Der US-Thinktank Oxus Society zählte 160 solcher Zwischenfälle allein in Zentralasien von 2018 bis 2021, es gibt sie aber auch in Afrika – etwa in der Demokratischen Republik (DR) Kongo, in der chinesische Firmen den Bergbau dominieren. Mehr als 440.000 Chinesinnen und Chinesen waren laut dem Unternehmerverbands China International Contractors Association Ende 2021 für ihre Firmen im Ausland tätig.

Dorfbewohner beim Ballspielen vor dem Hintergrund des Hafens von Gwadar, Pakistan
Reuters/Akhtar Soomro
Kinder und Jugendliche spielen Fußball – im Hintergrund der Hafen von Gwadar

Großprojekte gegen Lokalbevölkerung

Eines der wichtigsten Länder im Rahmen der „Neuen Seidenstraße“ aus chinesischer Sicht ist Pakistan, mit dem Peking enge militärische Beziehungen und auch der gemeinsame Rivale Indien verbinden. Umgerechnet rund 24 Mrd. Euro hat Peking bereits in Pakistan investiert – darunter Straßen, Kraftwerke und vor allem der Hochseehafen in Gwadar in der Provinz Belutschistan.

Der Hafen, nahe einer der strategisch wichtigsten Meerengen, der Straße von Hormus, gelegen, soll zum großen wirtschaftlichen Umschlagplatz werden. Doch das zeichnet sich bisher nicht ab, im Gegenteil: Vor allem in der lokalen Bevölkerung stößt das Projekt, das auch einen Flughafen und eine Freihandelszone vorsieht, auf anhaltenden Widerstand. Die dort lebenden Menschen haben teils nicht einmal Strom oder eine auch nur grundlegende Gesundheitsversorgung.

Die Befreiungsarmee von Belutschistan, eine säkulare Aufstandsbewegung, die gegen die Ausbeutung der Bodenschätze durch die Zentralregierung kämpft, und auch pakistanische Taliban greifen immer wieder Chinesen an. Neben dem Anschlag auf Chinesen auf dem Gelände des von Peking finanzierten Konfuzius-Instituts an der Uni von Karachi im April wurde unter anderem bereits ein Bus mit chinesischen Bauarbeitern angegriffen. Weiters gab es einen – gescheiterten – Mordanschlag auf den chinesischen Botschafter.
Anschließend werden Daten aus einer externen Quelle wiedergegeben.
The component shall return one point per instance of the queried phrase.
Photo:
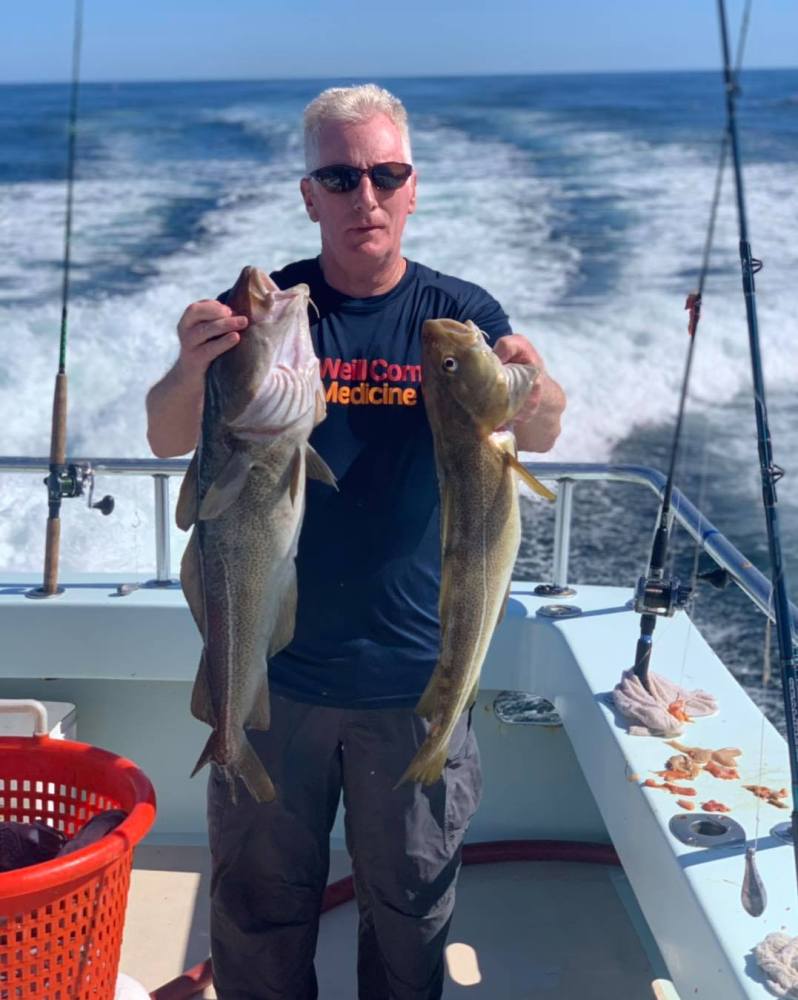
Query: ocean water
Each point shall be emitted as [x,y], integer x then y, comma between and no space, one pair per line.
[580,202]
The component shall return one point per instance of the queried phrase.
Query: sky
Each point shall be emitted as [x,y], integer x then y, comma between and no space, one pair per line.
[277,39]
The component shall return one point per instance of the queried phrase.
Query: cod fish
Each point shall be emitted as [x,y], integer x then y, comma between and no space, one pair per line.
[244,493]
[468,394]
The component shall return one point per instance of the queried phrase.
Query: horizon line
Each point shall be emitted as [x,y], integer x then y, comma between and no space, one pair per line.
[390,76]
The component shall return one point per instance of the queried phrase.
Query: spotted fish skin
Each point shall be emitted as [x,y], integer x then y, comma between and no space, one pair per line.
[468,394]
[753,896]
[244,494]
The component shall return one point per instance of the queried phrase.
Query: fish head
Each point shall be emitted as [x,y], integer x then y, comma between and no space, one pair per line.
[270,380]
[464,380]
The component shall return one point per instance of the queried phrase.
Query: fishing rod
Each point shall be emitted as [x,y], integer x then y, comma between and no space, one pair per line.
[65,480]
[657,595]
[770,473]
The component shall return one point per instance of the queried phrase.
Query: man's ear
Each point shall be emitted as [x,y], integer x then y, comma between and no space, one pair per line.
[307,196]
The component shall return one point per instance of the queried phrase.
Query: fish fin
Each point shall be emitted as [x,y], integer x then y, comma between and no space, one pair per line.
[503,609]
[207,754]
[295,475]
[283,631]
[427,765]
[317,468]
[187,505]
[191,581]
[528,478]
[254,775]
[227,486]
[201,701]
[429,697]
[260,714]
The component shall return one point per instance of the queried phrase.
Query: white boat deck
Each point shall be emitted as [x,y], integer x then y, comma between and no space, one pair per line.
[521,930]
[128,664]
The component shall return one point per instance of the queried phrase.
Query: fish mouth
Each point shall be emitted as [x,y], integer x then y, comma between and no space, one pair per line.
[446,334]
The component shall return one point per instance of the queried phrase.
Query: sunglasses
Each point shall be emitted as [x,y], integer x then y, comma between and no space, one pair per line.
[340,178]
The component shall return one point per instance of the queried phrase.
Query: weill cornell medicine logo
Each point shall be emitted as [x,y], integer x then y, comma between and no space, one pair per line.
[375,382]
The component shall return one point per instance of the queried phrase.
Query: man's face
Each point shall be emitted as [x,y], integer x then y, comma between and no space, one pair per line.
[363,227]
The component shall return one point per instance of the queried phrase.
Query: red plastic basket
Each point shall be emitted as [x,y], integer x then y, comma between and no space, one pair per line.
[61,921]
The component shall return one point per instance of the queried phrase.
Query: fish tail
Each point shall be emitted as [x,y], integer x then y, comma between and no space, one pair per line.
[250,769]
[207,754]
[427,765]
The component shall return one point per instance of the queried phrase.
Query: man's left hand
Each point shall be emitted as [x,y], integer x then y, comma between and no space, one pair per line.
[515,349]
[537,423]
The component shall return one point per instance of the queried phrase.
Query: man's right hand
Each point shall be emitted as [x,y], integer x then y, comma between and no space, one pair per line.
[206,329]
[174,405]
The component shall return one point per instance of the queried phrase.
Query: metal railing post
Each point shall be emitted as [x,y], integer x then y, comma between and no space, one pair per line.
[162,554]
[562,532]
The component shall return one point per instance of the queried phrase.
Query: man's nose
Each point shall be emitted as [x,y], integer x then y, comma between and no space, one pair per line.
[365,195]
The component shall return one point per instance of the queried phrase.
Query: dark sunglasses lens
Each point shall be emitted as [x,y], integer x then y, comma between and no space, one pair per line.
[390,176]
[338,179]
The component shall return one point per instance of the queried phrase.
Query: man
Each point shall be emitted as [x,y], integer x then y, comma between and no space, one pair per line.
[366,636]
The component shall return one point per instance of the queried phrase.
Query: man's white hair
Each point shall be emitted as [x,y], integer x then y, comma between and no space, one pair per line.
[351,105]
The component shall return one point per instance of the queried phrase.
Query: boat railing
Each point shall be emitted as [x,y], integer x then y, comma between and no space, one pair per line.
[748,578]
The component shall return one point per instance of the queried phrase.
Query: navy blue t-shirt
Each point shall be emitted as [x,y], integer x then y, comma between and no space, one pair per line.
[368,566]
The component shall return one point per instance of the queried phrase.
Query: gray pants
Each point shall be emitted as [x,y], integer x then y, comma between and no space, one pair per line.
[270,861]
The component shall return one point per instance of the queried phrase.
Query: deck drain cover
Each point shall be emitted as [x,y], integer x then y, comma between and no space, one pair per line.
[522,708]
[552,590]
[559,611]
[707,829]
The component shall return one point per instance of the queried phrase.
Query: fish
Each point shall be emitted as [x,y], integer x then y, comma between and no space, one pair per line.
[468,393]
[244,496]
[753,895]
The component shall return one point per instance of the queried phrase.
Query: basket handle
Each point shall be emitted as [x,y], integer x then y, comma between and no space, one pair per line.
[32,707]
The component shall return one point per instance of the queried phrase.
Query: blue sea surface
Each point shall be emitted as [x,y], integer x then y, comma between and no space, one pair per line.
[580,201]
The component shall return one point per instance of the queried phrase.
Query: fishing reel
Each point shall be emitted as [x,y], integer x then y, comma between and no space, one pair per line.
[655,596]
[67,481]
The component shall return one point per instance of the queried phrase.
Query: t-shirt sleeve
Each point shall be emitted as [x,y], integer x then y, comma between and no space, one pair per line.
[481,308]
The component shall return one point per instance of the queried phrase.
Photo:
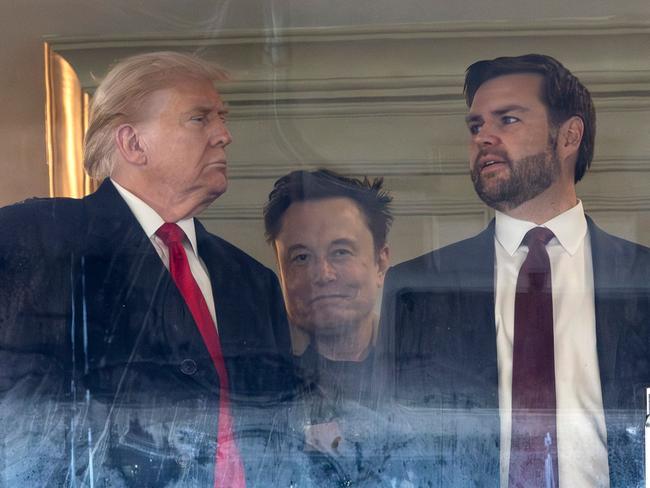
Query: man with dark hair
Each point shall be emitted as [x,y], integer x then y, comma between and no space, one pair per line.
[532,339]
[329,236]
[136,348]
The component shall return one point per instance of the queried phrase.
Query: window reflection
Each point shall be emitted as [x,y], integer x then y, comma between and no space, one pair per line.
[112,385]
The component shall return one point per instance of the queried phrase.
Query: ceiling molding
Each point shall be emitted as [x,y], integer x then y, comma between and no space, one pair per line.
[435,30]
[239,169]
[618,203]
[399,208]
[440,207]
[374,106]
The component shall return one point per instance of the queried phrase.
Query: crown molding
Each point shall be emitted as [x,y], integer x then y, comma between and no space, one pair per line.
[435,30]
[400,208]
[405,167]
[442,207]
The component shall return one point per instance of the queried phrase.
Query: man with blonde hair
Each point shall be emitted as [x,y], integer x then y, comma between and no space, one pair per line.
[136,348]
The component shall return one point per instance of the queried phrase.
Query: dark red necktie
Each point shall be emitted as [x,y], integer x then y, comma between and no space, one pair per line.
[229,471]
[533,449]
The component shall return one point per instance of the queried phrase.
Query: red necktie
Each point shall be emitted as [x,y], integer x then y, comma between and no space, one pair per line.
[229,471]
[533,454]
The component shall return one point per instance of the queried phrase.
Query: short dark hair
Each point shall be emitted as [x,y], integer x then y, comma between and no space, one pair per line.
[299,186]
[562,93]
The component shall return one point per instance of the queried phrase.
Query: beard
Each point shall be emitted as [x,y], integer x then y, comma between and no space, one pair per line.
[529,176]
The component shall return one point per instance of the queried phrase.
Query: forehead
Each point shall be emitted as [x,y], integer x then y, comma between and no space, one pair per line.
[184,96]
[518,89]
[322,220]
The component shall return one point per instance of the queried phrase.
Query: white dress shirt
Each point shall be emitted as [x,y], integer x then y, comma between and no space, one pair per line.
[581,433]
[151,222]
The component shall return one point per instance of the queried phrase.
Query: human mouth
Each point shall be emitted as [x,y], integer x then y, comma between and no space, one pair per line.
[490,161]
[326,298]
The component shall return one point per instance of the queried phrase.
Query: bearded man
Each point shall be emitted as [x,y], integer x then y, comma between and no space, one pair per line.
[525,347]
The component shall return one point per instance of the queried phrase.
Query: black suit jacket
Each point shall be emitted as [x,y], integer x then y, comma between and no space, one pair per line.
[438,314]
[103,372]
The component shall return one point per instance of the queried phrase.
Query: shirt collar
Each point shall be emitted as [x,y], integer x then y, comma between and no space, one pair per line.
[570,229]
[149,219]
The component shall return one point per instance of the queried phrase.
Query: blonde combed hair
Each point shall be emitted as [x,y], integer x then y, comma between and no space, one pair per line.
[119,97]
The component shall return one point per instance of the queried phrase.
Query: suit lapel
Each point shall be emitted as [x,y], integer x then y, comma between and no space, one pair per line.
[607,271]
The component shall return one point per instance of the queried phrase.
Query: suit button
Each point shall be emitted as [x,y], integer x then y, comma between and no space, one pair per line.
[188,366]
[184,460]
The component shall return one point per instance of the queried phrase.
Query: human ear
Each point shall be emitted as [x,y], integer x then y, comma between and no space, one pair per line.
[128,143]
[383,261]
[572,131]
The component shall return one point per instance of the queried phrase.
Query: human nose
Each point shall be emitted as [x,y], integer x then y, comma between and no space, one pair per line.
[324,272]
[220,135]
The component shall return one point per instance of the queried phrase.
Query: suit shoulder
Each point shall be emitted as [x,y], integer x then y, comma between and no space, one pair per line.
[235,255]
[447,260]
[608,245]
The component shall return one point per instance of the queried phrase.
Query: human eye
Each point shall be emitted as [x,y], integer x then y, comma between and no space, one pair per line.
[299,258]
[201,118]
[509,119]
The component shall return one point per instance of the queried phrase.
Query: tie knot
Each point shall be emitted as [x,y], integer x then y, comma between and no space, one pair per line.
[538,236]
[170,233]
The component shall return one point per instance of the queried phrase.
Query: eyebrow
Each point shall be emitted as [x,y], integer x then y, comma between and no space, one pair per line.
[343,241]
[504,110]
[295,247]
[203,108]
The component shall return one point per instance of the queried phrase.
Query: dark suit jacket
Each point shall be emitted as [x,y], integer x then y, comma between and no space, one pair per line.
[438,313]
[103,372]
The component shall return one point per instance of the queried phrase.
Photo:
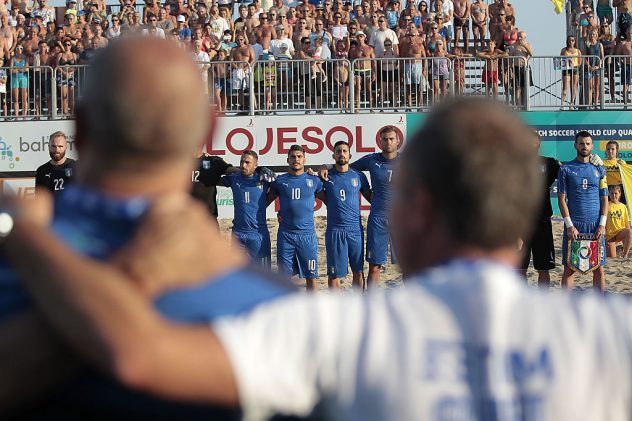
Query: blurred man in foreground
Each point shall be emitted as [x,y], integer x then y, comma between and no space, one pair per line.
[149,129]
[465,336]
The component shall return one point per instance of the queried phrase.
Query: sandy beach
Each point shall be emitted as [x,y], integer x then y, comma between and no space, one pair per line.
[618,270]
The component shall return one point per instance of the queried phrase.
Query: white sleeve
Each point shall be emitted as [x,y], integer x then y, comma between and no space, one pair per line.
[280,356]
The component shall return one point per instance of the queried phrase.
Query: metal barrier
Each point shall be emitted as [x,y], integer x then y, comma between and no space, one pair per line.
[506,78]
[567,83]
[228,85]
[301,85]
[68,86]
[335,86]
[616,81]
[400,83]
[25,92]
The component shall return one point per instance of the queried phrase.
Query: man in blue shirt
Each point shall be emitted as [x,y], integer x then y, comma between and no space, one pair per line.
[250,202]
[582,193]
[98,215]
[344,239]
[380,167]
[297,244]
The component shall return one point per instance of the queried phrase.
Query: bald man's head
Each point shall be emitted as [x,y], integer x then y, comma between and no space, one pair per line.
[143,101]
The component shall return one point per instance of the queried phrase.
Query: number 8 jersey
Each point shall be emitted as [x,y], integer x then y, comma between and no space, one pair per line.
[583,184]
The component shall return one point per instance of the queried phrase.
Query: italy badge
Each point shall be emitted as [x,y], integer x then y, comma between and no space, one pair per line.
[586,253]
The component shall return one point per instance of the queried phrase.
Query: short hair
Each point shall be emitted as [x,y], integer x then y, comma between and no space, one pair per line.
[387,129]
[611,189]
[613,142]
[252,153]
[57,134]
[582,134]
[341,142]
[296,148]
[489,151]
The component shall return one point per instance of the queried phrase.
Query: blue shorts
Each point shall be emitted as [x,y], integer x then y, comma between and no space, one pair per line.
[377,241]
[257,245]
[584,227]
[299,248]
[344,247]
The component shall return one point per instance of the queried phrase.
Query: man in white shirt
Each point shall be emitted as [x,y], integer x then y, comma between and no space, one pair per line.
[382,34]
[464,339]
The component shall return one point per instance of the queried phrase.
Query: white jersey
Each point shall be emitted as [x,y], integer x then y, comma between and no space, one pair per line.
[466,341]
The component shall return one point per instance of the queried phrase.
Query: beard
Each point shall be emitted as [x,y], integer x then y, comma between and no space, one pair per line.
[57,156]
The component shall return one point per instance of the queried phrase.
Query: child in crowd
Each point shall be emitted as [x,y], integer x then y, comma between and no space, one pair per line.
[617,224]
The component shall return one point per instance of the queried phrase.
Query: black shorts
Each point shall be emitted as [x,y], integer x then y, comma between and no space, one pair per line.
[541,247]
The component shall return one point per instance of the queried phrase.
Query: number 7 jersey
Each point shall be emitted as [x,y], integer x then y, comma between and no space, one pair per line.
[584,184]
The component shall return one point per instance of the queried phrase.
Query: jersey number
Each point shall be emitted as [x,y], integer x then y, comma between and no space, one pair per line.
[59,183]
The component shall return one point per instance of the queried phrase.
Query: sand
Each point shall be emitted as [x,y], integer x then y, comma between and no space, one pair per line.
[618,270]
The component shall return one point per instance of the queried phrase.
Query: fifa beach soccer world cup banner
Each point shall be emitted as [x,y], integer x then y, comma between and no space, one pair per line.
[626,178]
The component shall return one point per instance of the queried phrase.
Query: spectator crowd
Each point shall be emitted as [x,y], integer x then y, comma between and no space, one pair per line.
[307,54]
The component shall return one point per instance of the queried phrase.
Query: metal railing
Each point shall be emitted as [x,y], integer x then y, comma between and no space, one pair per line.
[368,85]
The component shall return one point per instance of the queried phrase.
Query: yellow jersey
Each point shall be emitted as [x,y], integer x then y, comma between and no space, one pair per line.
[617,218]
[612,172]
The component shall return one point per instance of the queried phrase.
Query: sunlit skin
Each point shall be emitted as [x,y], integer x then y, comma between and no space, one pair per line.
[296,163]
[248,165]
[584,147]
[625,235]
[611,151]
[57,150]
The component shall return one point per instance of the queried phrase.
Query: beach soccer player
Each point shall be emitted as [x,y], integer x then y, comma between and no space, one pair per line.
[540,245]
[380,167]
[296,238]
[250,202]
[344,238]
[582,193]
[618,224]
[464,339]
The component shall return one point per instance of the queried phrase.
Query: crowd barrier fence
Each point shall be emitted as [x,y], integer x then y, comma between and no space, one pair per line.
[366,85]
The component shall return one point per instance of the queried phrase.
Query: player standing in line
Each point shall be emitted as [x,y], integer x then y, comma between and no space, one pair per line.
[296,239]
[344,239]
[380,166]
[58,172]
[206,177]
[611,163]
[583,200]
[250,202]
[541,243]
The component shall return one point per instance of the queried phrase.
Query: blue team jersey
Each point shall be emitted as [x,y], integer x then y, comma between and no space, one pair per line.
[381,171]
[250,202]
[96,225]
[584,184]
[296,196]
[343,198]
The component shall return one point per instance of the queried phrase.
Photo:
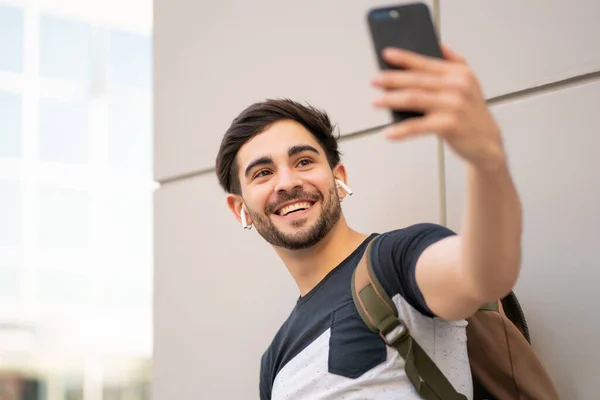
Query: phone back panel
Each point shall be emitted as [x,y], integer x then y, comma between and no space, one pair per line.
[407,26]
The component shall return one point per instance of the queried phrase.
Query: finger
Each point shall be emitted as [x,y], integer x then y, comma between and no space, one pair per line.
[419,80]
[411,60]
[418,100]
[435,123]
[408,79]
[450,55]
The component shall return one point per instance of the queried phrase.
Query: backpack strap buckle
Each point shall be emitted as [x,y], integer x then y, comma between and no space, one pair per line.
[396,335]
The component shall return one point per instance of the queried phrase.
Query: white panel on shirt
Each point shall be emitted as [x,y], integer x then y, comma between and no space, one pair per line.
[306,376]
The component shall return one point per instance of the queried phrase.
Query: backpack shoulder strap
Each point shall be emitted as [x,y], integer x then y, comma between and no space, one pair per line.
[380,315]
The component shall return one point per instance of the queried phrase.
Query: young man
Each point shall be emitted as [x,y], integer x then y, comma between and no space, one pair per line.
[280,165]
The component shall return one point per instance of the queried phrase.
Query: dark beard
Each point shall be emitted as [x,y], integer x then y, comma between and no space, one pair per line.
[331,212]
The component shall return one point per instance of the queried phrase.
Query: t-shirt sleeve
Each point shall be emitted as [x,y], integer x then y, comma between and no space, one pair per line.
[394,259]
[265,382]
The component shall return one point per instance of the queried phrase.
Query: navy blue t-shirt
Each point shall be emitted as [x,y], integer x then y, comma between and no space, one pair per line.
[352,349]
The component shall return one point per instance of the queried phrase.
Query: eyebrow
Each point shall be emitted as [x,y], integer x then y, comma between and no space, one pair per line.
[267,160]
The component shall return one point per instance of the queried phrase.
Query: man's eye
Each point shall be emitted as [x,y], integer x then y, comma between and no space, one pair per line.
[262,173]
[304,162]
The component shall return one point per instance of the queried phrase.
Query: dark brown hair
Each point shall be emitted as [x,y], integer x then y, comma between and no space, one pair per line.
[258,117]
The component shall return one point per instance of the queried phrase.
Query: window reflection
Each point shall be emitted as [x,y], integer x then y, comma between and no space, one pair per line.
[75,205]
[10,127]
[63,131]
[11,38]
[65,49]
[10,213]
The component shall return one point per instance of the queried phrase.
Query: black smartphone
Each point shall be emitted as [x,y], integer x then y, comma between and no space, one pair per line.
[408,26]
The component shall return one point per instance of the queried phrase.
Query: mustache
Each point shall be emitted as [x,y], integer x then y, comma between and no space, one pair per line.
[285,197]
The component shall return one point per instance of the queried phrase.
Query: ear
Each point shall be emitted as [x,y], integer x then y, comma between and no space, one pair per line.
[339,173]
[235,204]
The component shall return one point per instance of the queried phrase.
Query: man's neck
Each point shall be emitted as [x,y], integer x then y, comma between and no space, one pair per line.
[309,266]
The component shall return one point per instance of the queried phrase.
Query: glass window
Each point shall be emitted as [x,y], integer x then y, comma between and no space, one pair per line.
[11,39]
[130,59]
[10,213]
[10,282]
[63,132]
[60,287]
[63,218]
[130,131]
[10,128]
[65,49]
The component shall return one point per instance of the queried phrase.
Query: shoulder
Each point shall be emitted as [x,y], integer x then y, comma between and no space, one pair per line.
[421,234]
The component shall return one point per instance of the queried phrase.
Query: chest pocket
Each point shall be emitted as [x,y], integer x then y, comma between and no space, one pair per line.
[353,348]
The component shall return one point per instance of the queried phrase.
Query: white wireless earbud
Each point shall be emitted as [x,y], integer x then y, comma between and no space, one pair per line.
[344,186]
[244,220]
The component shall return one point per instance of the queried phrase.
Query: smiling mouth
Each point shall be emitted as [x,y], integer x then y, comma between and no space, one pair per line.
[292,208]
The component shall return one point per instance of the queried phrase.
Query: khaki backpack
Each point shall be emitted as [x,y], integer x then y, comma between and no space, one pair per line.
[503,364]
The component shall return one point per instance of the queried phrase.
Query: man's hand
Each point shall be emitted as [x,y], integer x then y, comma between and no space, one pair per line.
[448,93]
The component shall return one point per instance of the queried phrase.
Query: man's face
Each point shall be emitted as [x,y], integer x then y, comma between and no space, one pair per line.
[288,186]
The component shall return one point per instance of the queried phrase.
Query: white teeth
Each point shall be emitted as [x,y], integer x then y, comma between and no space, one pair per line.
[293,207]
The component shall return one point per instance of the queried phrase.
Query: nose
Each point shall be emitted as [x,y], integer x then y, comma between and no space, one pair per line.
[287,180]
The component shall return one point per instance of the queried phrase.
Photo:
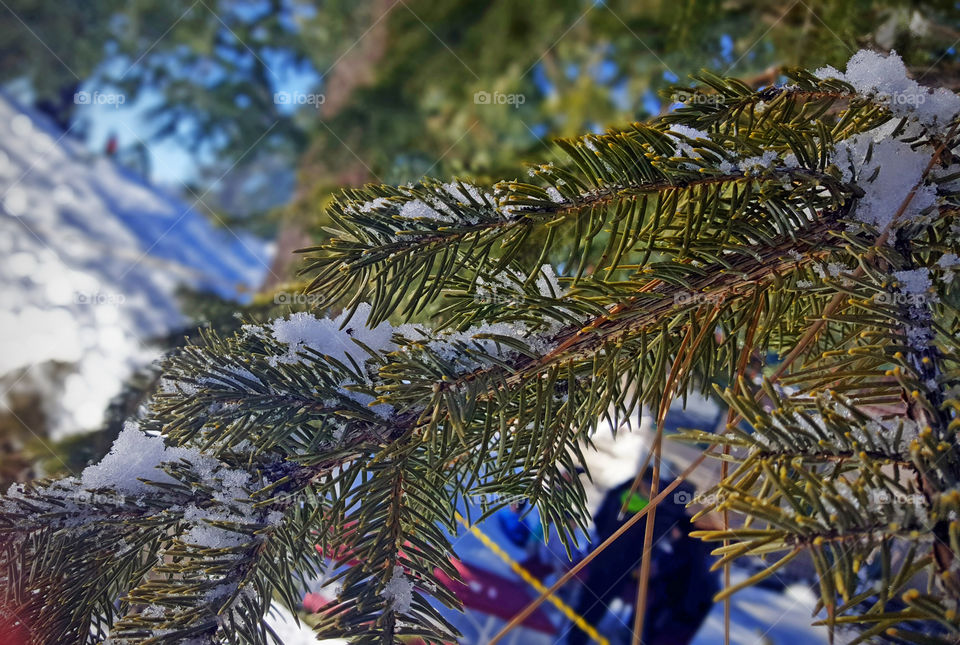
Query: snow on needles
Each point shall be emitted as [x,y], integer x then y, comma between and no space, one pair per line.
[892,171]
[399,591]
[885,78]
[324,335]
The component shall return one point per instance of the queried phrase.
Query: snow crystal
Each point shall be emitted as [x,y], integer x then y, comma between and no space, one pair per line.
[762,161]
[472,192]
[204,534]
[399,591]
[885,77]
[682,147]
[303,330]
[914,281]
[947,262]
[134,454]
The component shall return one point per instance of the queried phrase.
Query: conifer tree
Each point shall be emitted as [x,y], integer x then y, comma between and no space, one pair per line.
[811,225]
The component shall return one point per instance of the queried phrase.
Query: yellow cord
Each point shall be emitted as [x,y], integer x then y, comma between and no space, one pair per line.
[533,582]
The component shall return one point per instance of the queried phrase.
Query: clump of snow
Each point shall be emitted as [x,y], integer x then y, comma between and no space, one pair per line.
[554,194]
[885,78]
[134,454]
[547,282]
[893,170]
[399,591]
[761,162]
[467,193]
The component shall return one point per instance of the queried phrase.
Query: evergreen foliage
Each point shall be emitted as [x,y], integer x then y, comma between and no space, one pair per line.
[816,222]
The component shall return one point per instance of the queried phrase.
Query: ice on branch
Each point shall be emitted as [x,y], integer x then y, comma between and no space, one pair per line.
[887,170]
[135,455]
[329,336]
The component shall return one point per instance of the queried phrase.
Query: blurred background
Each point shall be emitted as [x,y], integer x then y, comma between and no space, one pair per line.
[161,159]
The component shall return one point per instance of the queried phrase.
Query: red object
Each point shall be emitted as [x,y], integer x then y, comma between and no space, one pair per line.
[478,589]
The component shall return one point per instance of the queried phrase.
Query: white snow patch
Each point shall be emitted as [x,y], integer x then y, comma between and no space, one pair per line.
[885,78]
[399,591]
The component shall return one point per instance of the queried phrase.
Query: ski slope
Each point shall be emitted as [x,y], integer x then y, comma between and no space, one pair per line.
[92,259]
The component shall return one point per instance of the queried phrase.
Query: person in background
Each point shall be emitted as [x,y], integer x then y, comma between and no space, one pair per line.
[681,585]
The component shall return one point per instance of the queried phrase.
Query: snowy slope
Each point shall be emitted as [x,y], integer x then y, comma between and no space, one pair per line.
[92,258]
Sicherheitskräfte nach einem Anschlag in Pakistan
Reuters/Akhtar Soomro
Polizei bewacht den Ort des Anschlags am Eingang zum Konfuzius-Institut

„Feind Nummer eins“

Die enge Verflechtung mit der pakistanischen Politik führe dazu, dass China „für viele militante Gruppen zum Feind Nummer eins“ geworden sei, so der Außenpolitikexperte Raffaello Pantucci, der auf Chinas geopolitische Pläne spezialisiert ist, gegenüber dem „Wall Street Journal“.

Anders als die Vorgängerregierung ist die aktuelle pakistanische Regierung erneut um eine stärkere Annäherung an China bemüht. Islamabad möchte gern auch chinesische Privatunternehmen ins Land locken und sie dazu bringen, etwa Produktionsstätten in Pakistan aufzubauen, insbesondere rund um den Hafen von Gwadar. Im Rahmen des „Neue Seidenstraße“-Projekts sind bisher fast ausschließlich chinesische Staatsunternehmen aktiv. Nach den Anschlägen wurden entsprechende Pläne freilich von chinesischen Unternehmen abgeblasen.

Cocktail aus Korruption und Profit

So wie in Afrika fehlt es auch beim chinesischen Engagement in Pakistan an Transparenz. Das ist in einem Land mit verbreiteter Korruption doppelt schädlich. Und Erfahrungen in anderen Ländern wie etwa Nigeria zeigen, dass vielfach die lokale Wirtschaft kaum von den chinesischen Investitionen profitiert, sondern es vielmehr chinesische Firmen sind, die an der wirtschaftlichen Entwicklung verdienen, wie das Monatsmagazin „The Diplomat“ berichtete. Das liegt gerade auch an den Ländern selbst und nicht nur an China – doch für Peking gilt: Mitgefangen, mitgehangen.